We need to process the original result to obtain the IP list, which can be achieved in the following two ways:

This function retrieves all time series and returns a two-dimensional list; if the field does not exist, it uses nil as a placeholder:

  • Script:
result_dql = dql("R::`resource`:(distinct(`ip`) as ip) [2d:1d]")
ips = dql_series_get(result_dql, "ip")

printf("%v", ips)
  • Standard output:
["120.20.000.79","120.130.000.85","153.30.000.2"]

  • Script:
result_dql = dql("R::`resource`:(distinct(`ip`) as ip) [2d:1d]")
ips = []
for series in result_dql["series"] {
    for elem in series {
        # It is known that the ip field is in columns, not in tags
        if "columns" in elem && "ip" in elem["columns"] {
            ips = append(ips, elem["columns"]["ip"])
        } else {
            # In the dql_series_get function, nil is added as a placeholder for fields that do not exist
            ips = append(ips, nil)
        }
    }
}
printf("%v", ips)
  • Standard output:
["120.250.000.179","120.130.000.185","153.30.000.42"]

After obtaining the IP list, you can start comparing today's data with yesterday's IP list data. The script reference is as follows:

# Yesterday's
result_dql = dql("R::`resource`:(distinct(`ip`) as ip) [2d:1d]")

ip_yesterday = dql_series_get(result_dql, "ip")

# Today's
result_dql = dql("R::`resource`:(distinct(`ip`) as ip) [1d]")
ip_today = dql_series_get(result_dql, "ip")


# It is recommended to check whether len(ip_today) > 0 or not, as a runtime error will occur if the index is out of bounds
new_ips = []
for s in ip_today[0] {
    if s == nil {
        continue
    }
    if !(s in ip_yesterday[0]) {
        new_ips = append(new_ips, s)
    }
}

# Trigger the new IP detection event
trigger(
    result=new_ips,
    status="info",
    dimension_tags={
        "user_cron_job_": "new_ips_check",
        "data_category": "rum"
    },
    related_data={
        "IPs": new_ips
    }
)

The trigger function supports multiple triggers. Since it is executed only once, the current result contains only one element, which can be used as a template variable on the webpage, such as {Result} corresponding to the result below:

[
  {
    "result": [
        "116.60.000.211",
        "14.150.000.99",
        "58.240.000.245"
    ],
    "status": "info",
    "dimension_tags": {
      "data_category": "rum",
      "user_cron_job_": "new_ips_check"
    },
    "related_data": {
      "IPs": [
        "116.60.000.211",
        "14.150.000.99",
        "58.240.000.245"
      ]
    }
  }
]

Use Cases

Abnormal Log Detection of Geographic Location Change

# The query time range is automatically set when triggered periodically
user_id_data = dql("L::access_log:(distict(user_id) as user_id)")

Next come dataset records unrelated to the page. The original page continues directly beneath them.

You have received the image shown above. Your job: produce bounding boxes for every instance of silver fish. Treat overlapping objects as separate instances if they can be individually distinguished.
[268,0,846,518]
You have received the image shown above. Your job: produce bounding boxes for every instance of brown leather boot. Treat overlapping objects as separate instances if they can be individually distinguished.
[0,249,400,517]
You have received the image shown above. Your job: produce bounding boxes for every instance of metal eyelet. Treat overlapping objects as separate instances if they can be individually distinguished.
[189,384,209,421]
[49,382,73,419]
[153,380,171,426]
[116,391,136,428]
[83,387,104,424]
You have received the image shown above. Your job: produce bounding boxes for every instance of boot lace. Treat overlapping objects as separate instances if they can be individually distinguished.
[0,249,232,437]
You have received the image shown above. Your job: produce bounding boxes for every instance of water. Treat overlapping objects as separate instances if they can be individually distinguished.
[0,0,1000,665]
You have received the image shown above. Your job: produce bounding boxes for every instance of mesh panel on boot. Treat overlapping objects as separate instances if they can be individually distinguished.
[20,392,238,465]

user_ids = dql_series_get(user_id_data, "user_id")
# user_ids value like [["user_id_1", "user_id_2", "user_id_3"]]

user_ids = user_ids[0]

for uid in user_ids {
    # Query user access country information, deduplicated
    country_data = dql(strfmt(
        "L::access_log:(distict(country) as country) {user_id = \"%s\"}", uid)) 

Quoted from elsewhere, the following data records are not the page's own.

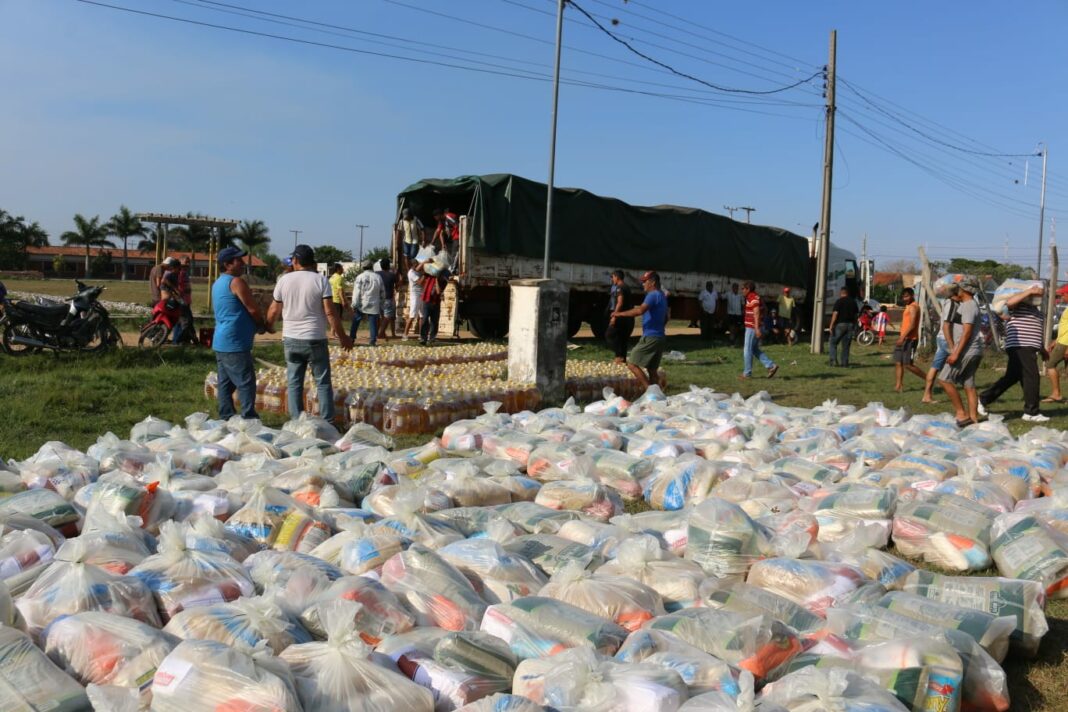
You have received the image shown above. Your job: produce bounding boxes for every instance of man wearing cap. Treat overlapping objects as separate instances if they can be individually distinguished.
[938,278,983,428]
[211,248,267,420]
[267,244,352,421]
[1042,284,1068,404]
[611,270,668,389]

    country_list = dql_series_get(country_data, "country")

    # More than one country
    if len(country_list) == 1 && len(country_list[0]) > 1 {
        trigger( # Trigger an event
            result=uid,
            related_data = country_list[0]
        )
    }
}

Detect URL Access Sequence

# Get all session ids within the detection period
session_id_data = dql("R::view:(distinct(session_id) as session_id)")

session_id_list = dql_series_get(session_id_data, "session_id")
session_id_list = session_id_list[0]

for session_id in session_id_list {
    # Get all view paths for the specified session_id 
    view_data = dql(strfmt("R::view:(view_path) {session_id = \"%s\"} order by time asc", session_id))

    view_path = dql_series_get(view_data, "view_path")
    view_path = view_path[0]

    pos_login_api = -1
    pos_send_msg_api = -1

    for i = 0; i < len(view_path); i++ {
        if pos_login_api < 0 && view_path[i] == "/login" {
            pos_login_api = i
        }
        if pos_send_msg_api < 0 && view_path[i] == "/send_message" {
            pos_send_msg_api = i
        }

        if pos_login_api == -1 && pos_send_msg_api >= 0 {
            trigger(
                result= strfmt("In this session(%s), login was accessed before send_msg", session_id)
            )
        }

        # Since it is in ascending order, the first element is the earliest access time
        if pos_login_api > pos_send_msg_api {
            # Trigger an event
            trigger(
                result= strfmt("In this session(%s), login was accessed after send_msg", session_id)
            )
        }
    }
}

A Token Accessed by Multiple IPs

token_data = dql("L::access_log:(distict(token) as token)")

token_list = dql_series_get(token_data, "token")
token_list = token_list[0]

for token in token_list {
    token_ip_data = dql(strfmt(
        "L::access_log:(distinc(ip) as ip) {token = \"%s\"}", token)
    ip_list = dql_series_get(token_ip_data, "ip")

    if len(ip_list) == 0 && len(ip_list[0]) > 1  {
        # Trigger an event
        trigger(
            result = strfmt("token %s accessed by multiple IPs, IPs: %s", token, str_join(ip_list[0], ", "))
        )
    }
}